Le groupe phare de cette soirée, c’était Powerwolf ! Le Power Metal des allemands n’a rien pour me séduire. Mais curieuse de nature, j’avais besoin de savoir pourquoi j’ai passé la journée à voir des t-shirts à l’effigie du groupe. Même si musicalement, ce n’est pas du tout mon trip, très loin des univers post metal qui bercent mes journées, il y a quelque chose qui se dégage d’eux sur scène. Un show travaillé juste ce qu’il faut pour laisser la place à l’improvisation et à la communion avec un public complètement acquis à leur cause. Cette « Bête du Gévaudan » restera gravée à jamais dans ma tête… Le public est à fond, répond, participe et rend le concert plus fort émotionnellemment.. Spécial Big Up à eux pour leur maîtrise quasi parfaite du français.

La première journée se termine avec Wardruna. Une partie du public quitte les lieux et nous laisse voyager sur des contrées nordiques… L’ambiance n’est plus la même. Une vague de calme s’est abattue sur Sélestat pour clôturer ce premier jour en douceur.


Vous ai-je dit que le site s’est transformé au fur et à mesure de la journée ?

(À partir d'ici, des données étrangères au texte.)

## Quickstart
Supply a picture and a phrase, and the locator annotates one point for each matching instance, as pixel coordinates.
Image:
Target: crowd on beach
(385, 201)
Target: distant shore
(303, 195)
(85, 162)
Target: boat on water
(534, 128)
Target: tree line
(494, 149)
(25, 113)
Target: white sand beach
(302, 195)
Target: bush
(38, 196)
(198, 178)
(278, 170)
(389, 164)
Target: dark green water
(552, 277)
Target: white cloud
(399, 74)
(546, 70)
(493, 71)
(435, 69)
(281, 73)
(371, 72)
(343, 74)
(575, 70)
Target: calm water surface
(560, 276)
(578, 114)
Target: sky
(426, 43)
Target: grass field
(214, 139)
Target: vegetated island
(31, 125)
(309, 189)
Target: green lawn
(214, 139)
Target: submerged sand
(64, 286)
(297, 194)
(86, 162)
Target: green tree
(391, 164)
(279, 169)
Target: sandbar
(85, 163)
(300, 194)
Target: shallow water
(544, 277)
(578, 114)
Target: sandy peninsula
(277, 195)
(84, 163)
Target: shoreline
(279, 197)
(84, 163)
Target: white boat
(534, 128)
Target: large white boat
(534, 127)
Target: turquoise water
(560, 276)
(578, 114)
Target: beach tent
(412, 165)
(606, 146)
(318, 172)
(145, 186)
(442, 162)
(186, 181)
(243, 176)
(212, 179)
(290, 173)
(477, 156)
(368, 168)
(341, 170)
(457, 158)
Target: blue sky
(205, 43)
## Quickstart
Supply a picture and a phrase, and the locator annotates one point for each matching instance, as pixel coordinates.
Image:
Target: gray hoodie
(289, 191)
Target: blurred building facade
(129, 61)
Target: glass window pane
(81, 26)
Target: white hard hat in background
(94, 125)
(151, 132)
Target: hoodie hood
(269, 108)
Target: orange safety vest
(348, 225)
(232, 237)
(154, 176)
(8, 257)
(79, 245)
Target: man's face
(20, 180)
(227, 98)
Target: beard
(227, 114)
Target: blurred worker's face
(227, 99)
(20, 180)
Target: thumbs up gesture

Avec la nuit qui tombe au fur et à mesure, les lumières s’allument, offrant à nos yeux un nouveau spectacle, celui des Tanzmatten qui brillent de mille feux. Un dépaysement sans avoir quitté les lieux que seule la magie alsacienne peut nous donner.

Dimanche se termine pour faire naître un lundi brûlant.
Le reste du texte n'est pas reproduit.